When data copied from Excel onto the clipboard, it gets transformed into tab-separated-value text. With this code, you can capture the paste event on your web page and transform the data into an array of arrays.

function onPaste(e) {
if (!e.originalEvent.clipboardData ||
!e.originalEvent.clipboardData.items) return;
  var items = e.originalEvent.clipboardData.items;
var data;
for (var i = 0; i < items.length; i++) {
if (items[i].type == 'text/plain') {
data = items[i];
break;
}
}
if (!data) return;
  data.getAsString(function(text) {
text = text.replace(/\r/g, '').trim('\n');
var rowsOfText = text.split('\n');
var header = [];
var rows = [];
rowsOfText.forEach(function(rowAsText) {
// Remove wrapping double quotes
var row = rowAsText.split('\t').map(function(colAsText) {
return colAsText.trim().replace(/^"(.*)"$/, '$1');
});
// The first row containing data is assumed to be the header
if (header.length == 0) {
// Remove empty columns
while (row.length && !row[row.length-1].trim()) row.pop();
if (row.length == 0) return;
header = row;
} else {
rows.push(row.slice(0, header.length));
}
});
buildTable(header, rows);
});
}
$(document).on('paste', onPaste);

At this point, it is easy to convert the data into an HTML table. Building on the previous example, this function would create the HTML table content (assuming the table already exists in the DOM):

function buildTable(header, rows) {
var $thead = $('table>thead').empty();
var $tbody = $('table>tbody').empty();
  var $tr = $('<tr></tr>').appendTo($thead);
header.forEach(function(value) {
$tr.append('<th>' + value + '</th>');
});
  rows.forEach(function(row) {
var $tr = $('<tr></tr>').appendTo($tbody);
row.forEach(function(value) {
$tr.append('<td>' + value + '</td>');
});
});
}

See a live example and the full code here: https://martindrapeau.github.io/excel-clipboard

Copy/paste is a lot faster than uploading a file. Think about the time Joanna will save. In addition, an upload usually involves sending the file to the server and back. Why go through that hassle?
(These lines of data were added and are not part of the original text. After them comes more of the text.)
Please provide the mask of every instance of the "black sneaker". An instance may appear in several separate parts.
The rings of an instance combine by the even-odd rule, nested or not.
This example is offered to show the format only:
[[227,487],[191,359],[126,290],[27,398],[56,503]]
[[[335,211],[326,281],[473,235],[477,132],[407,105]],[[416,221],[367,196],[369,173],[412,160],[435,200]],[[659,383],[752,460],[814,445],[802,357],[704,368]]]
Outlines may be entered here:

And if you’re worried about creating too many DOM nodes, you can paginate the data. Only show a subset of rows at a time. For example, have a look at CSVJSON DataClean, it offers a good example of copy/pasting data from Excel or Google Sheets into a paginated table. Give it a try with your own data sets.
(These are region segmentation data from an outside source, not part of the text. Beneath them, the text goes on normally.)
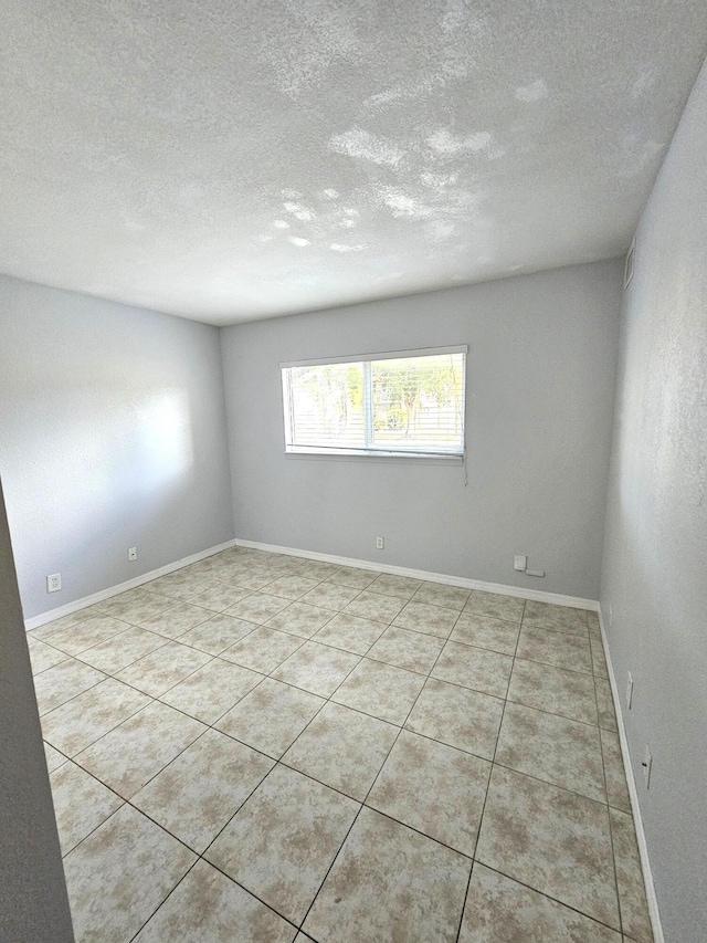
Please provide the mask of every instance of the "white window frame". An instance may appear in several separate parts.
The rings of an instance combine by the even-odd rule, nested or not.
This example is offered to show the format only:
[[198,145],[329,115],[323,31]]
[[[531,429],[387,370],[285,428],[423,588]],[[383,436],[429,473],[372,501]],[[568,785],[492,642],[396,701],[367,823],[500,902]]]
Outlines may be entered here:
[[[282,389],[283,389],[283,416],[285,420],[285,452],[293,455],[328,455],[336,457],[366,457],[366,458],[394,458],[412,460],[441,460],[463,461],[466,452],[466,355],[467,344],[452,347],[420,347],[412,350],[387,350],[377,354],[357,354],[346,357],[317,357],[310,360],[287,360],[279,364]],[[291,375],[287,370],[293,367],[324,367],[334,364],[362,364],[363,366],[363,439],[366,443],[372,442],[372,418],[371,406],[372,384],[370,380],[370,365],[373,360],[394,360],[407,357],[434,357],[443,354],[464,355],[464,376],[462,379],[462,444],[461,449],[454,451],[414,450],[414,449],[381,449],[367,444],[362,449],[324,448],[318,446],[297,446],[293,442],[294,434],[294,406],[289,389]]]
CSVJSON Data Clean copy/paste of Google Sheets data in a paginated HTML table.

2. Parse and Validate Data in the Browser

In JavaScript you can parse and validate the data. You can then transform it into something your back-end better understands — into an array of JSON objects your API can accept for example.

If errors are found, you can show them to the user with instructions on how to fix them. You avoid the round trip to your server and the extra processing load. Use Joanna’s computer processing power instead.
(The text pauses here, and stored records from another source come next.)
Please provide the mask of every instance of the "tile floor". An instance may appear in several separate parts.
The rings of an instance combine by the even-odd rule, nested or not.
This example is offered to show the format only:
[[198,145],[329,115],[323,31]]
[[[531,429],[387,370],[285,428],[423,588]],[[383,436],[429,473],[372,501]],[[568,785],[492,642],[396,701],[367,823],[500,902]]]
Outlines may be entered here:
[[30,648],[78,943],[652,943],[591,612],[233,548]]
Here’s an example of what we built at Amilia to help import team schedules. Notice how fast it is to identify and fix an error using copy paste. Not having to save and upload a file is a real time saver.

Validating imported data in the browser and providing feedback. Copy/paste makes it fast to correct the data and import again.

3. Leverage and Extend Your API

If you have existing APIs to fetch data, you can leverage them to match data. For example, if you are importing new accounts you can ask your API to see if they already exist and thus avoid importing duplicates. Tell the user right there and then in the browser there is a problem.

Taking the previous example, we are able to pull existing match events from the API and match them against what the user input and report the error there and then for the user to correct.

API calls are made to validate user imported data.

If you don’t have the required endpoints, this is an opportunity to create them. It is a much better investment to extend your API over writing a one-purpose back-end function to parse data. Save Sandeep the trouble of maintaining that and get him working on coding API endpoints instead. He’ll thank you and so will your integration partners.

At this point, you’re ready to send the data to the back-end to do the actual import (using another API call). At least now, both developer Sandeep and customer Joanna will have confidence the data is clean. This time around project manager Megan should have peace of mind.